4.3. Optimization Results and Verification

The winding structure optimization flowchart of this paper is shown in Figure 13. First, the transformer multi-physics field simulation calculation results are preprocessed, and WOA is combined with a fitness function to optimize the ARD kernel parameters with the minimum predicted RMSE under 5-fold cross-validation. Finally, the nonlinear relationship between the winding structure parameters and the HST is established. By optimizing the GA, the structural parameters such as the number of winding zones, vertical oil channel width, and horizontal oil channel height are optimized to obtain the optimal winding results. Finally, the optimization results are verified through multi-physics field simulation.

5. Conclusions

Based on the Kriging response surface model, this paper optimizes the key structural parameters of the number of zones, vertical oil channel width, and horizontal oil channel height of an oil-immersed transformer winding, effectively reducing the HST. The main research conclusions are as follows:

(1) A two-dimensional axisymmetric model of the transformer winding is established. By applying equivalent winding thermal parameters, the temperature field distribution under the actual structure of the transformer winding is obtained. The HST of the winding under the actual structure is 92.59 °C, located at the first pancake of the sixth zone of the HV winding.
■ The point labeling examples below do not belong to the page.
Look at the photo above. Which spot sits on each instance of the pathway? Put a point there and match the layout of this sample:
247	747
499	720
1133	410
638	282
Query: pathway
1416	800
(2) Based on the Kriging response surface model, a nonlinear relationship between the HST of the winding and the structural parameters of the winding is constructed. The RMSE of the Kriging response surface model finally obtained is 0.3422 °C, and the goodness of fit is 0.9963.

(3) A multi-objective optimization mathematical model is established to minimize the HST of the winding. Through a genetic algorithm, the optimal winding structure is obtained: the number of zones is six, the vertical oil channel width is 11 mm, and the horizontal oil channel height is 4 mm. Numerical calculation verification is carried out. After optimization, the HST of the winding is 89.77 °C, which is 2.80 °C lower than the actual structure of the winding.

This paper proposes a combined WOA–GA optimization strategy for transformer structural parameters. A two-dimensional axisymmetric model of the transformer windings is trained and optimized to obtain the optimal parameter combination, providing guidance for transformer design. However, a more complex three-dimensional model was not developed for discussion, and the steady-state analysis does not consider temperature fluctuations under dynamic loads. Future efforts will advance transformers towards high reliability and long life through multi-physics collaborative design and the development of intelligent algorithms.